Over the past two years, my company, Jairus Marketing, has worked with dozens of medical device, healthcare IT, and medical service companies in this new era of business. There are three things that separate the companies that are succeeding from those that are struggling. These three characteristics will help your MedTech company take flight and keep it soaring.
Companies that are waiting for things to go back to how they were are faring substantially worse than those that have embraced this new environment as something to explore and thrive in. We are in a period of testing and learning – so much has changed, and the winners are those who are trying to build relationships through new channels, educate prospects in new ways, and deepen penetration in existing accounts with new approaches.
There are several critical metrics companies should measure to understand the health of the pipeline. While the specifics may vary slightly, there are a few that are universal:
Share of Wallet
How much of a current account’s business is being captured by the company?
Lead to Customer Efficiency
This is a simple measure but an extremely valuable insight into the effectiveness of the company’s sales and marketing engine. To calculate this, divide the number of new customers by the number of leads generated over a set period of time. It is a lagging indicator since the sales cycle takes time, but it is extremely valuable to understand the investment made into the front end of the business. A leadership team can look at this metric by salesperson to understand differences in selling skills or by product line to determine which are most ripe for growth. They can also look at this as a measure of marketing efficacy by channel – which efforts develop into customers versus just wasting money. The insights are endless.
Length of Sales Cycle (by Step)
I find that most companies have a vague sense of their sales cycle but are frequently wrong about how long each step takes to complete. By tracking new opportunities across the various steps of the sales process, bottlenecks and gaps become very clear, very quickly.
Cost per Lead
This is a commonly measured metric and a good one as it relates to marketing investment. The actual number isn’t a full enough story, though. To use this metric, it’s critical to view it in the context of close rate. To illustrate the point, if the lifetime value of a new customer is $100,000 and 10% of leads become customers, a cost per lead of $150 versus $200 is irrelevant. Instead, the company should invest as much as they can into generating new leads, even if the cost per lead doubles or triples.

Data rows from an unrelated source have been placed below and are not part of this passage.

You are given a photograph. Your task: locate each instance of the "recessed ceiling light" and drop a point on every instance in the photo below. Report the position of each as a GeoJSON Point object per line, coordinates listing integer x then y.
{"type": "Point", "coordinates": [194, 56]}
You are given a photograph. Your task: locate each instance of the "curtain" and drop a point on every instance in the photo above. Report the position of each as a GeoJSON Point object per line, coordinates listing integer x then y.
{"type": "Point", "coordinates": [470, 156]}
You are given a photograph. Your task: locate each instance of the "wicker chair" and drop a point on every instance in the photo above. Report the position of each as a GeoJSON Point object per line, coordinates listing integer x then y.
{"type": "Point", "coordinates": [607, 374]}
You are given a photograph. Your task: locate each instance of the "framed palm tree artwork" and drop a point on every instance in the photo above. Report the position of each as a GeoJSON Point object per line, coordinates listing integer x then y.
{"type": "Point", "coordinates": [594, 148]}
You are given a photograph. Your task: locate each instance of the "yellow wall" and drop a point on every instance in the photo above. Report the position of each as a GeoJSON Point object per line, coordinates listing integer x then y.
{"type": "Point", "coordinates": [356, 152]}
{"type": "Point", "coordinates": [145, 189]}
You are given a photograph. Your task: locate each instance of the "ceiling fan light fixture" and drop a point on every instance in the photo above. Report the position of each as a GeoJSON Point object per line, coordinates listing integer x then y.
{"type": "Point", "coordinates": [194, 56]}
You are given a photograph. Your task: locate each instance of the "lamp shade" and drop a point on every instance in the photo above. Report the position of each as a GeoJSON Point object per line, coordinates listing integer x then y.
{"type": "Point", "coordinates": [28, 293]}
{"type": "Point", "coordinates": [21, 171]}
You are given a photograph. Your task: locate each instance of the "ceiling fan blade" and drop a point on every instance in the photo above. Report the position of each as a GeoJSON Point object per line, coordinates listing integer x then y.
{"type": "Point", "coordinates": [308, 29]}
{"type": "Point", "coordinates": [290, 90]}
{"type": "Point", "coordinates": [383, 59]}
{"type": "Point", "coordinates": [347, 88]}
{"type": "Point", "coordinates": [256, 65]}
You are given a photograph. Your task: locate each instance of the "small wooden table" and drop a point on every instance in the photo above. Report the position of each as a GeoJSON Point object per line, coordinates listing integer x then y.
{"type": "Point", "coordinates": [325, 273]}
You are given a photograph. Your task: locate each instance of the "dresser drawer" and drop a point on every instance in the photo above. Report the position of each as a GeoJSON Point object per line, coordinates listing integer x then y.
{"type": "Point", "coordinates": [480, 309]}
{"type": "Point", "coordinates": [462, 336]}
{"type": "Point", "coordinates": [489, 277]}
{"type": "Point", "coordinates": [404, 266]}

Historically, the only person with insight into prospect engagement was the sales professional. Marketing’s job was to make brochures for the sales team. As we’ve been forced online, we can now leverage tools to see what a prospect is doing over time without having to rely on manual reporting. Companies who see an investment in marketing (most notably, digital) as worthwhile are seeing substantial ROI from those investments. To make marketing work, it’s important to target correctly with a value proposition that the prospect cares about. Additionally, it’s critical to store information on prospect engagement in the CRM or a marketing automation system. This sets the company up for long-term growth with its prospects.
Over the next five years, we are going to see continued upheaval in the industry. By aligning to these three factors, you can prepare yourself and your organization to win.